Code and analysis for the EMNLP 2025 paper Confounding Factors in Relating Model Performance to Morphology by Wessel Poelman*, Thomas Bauwens*, and Miryam de Lhoneux.
To be able to run the Python scripts in this repository, it suffices to install the Tokeniser Toolkit (TkTkT) using
pip install "tktkt[github] @ git+https://github.com/bauwenst/TkTkT"which will then automatically install all the necessary nested dependencies.
First we clone the repository and enter it:
git clone "https://github.com/LAGoM-NLP/ConfoundingFactors"
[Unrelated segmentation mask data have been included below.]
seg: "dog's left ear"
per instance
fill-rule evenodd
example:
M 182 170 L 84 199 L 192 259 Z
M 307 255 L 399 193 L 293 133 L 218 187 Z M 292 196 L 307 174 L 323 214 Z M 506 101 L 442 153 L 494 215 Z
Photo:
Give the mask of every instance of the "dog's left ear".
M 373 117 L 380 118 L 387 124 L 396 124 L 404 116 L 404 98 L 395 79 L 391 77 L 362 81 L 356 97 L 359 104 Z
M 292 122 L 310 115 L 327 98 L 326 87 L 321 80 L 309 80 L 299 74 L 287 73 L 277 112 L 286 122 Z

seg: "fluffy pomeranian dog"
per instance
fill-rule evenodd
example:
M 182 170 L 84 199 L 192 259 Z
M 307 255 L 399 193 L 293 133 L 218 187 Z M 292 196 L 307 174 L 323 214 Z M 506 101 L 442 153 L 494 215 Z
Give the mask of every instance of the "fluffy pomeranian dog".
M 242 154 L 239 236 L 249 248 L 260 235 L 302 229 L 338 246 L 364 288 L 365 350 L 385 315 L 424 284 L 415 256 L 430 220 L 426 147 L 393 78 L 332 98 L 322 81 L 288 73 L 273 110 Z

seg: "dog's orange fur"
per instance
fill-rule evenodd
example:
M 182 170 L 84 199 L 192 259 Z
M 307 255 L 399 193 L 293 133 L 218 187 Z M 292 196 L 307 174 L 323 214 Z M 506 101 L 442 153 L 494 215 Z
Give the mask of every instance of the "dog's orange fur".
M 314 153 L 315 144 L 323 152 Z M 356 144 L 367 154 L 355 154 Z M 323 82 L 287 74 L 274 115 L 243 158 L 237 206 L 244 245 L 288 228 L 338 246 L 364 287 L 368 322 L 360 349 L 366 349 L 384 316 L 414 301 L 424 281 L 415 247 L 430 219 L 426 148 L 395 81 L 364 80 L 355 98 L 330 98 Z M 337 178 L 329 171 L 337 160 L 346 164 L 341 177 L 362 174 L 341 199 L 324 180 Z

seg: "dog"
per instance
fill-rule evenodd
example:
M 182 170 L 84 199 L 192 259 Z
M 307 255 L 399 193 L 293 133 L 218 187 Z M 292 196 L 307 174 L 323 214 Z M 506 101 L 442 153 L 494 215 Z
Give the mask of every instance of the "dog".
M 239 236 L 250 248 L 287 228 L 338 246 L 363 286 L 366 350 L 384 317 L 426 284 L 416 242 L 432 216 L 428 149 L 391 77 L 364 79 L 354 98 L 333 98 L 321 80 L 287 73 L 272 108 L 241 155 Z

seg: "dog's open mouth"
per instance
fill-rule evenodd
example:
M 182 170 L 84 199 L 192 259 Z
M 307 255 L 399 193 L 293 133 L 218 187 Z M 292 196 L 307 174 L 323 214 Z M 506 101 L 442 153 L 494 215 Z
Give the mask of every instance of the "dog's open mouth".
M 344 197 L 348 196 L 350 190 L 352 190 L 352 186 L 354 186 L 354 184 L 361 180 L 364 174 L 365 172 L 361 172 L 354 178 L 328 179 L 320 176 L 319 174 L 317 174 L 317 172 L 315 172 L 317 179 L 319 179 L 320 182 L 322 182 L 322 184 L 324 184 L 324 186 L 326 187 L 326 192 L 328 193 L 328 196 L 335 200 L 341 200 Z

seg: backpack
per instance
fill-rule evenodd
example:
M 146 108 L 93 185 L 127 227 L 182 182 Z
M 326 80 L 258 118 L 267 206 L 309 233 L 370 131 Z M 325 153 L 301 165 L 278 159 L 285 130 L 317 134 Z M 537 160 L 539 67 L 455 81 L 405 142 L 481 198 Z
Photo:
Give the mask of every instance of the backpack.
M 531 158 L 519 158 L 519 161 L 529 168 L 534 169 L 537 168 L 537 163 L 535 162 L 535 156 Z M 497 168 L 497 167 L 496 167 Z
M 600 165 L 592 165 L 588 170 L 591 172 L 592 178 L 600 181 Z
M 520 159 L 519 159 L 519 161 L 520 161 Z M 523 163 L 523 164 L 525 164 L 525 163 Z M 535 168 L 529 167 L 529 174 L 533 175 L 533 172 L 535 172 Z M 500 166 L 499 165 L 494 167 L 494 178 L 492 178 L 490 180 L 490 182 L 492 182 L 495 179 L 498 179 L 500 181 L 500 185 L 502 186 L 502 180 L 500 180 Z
cd ./ConfoundingFactorsThen we create a script anywhere inside this folder that looks like this:
from scripts.perplexity.av import main
from tktkt.models.huggingface.wrapper import HuggingFaceTokeniser
from tktkt.factories.preprocessing import TraditionalPreprocessor
from tktkt.util.types import NamedIterable
from transformers import AutoTokenizer
from datasets import load_dataset
hf_tokeniser = AutoTokenizer.from_pretrained("goldfish-models/fin_latn_1000mb")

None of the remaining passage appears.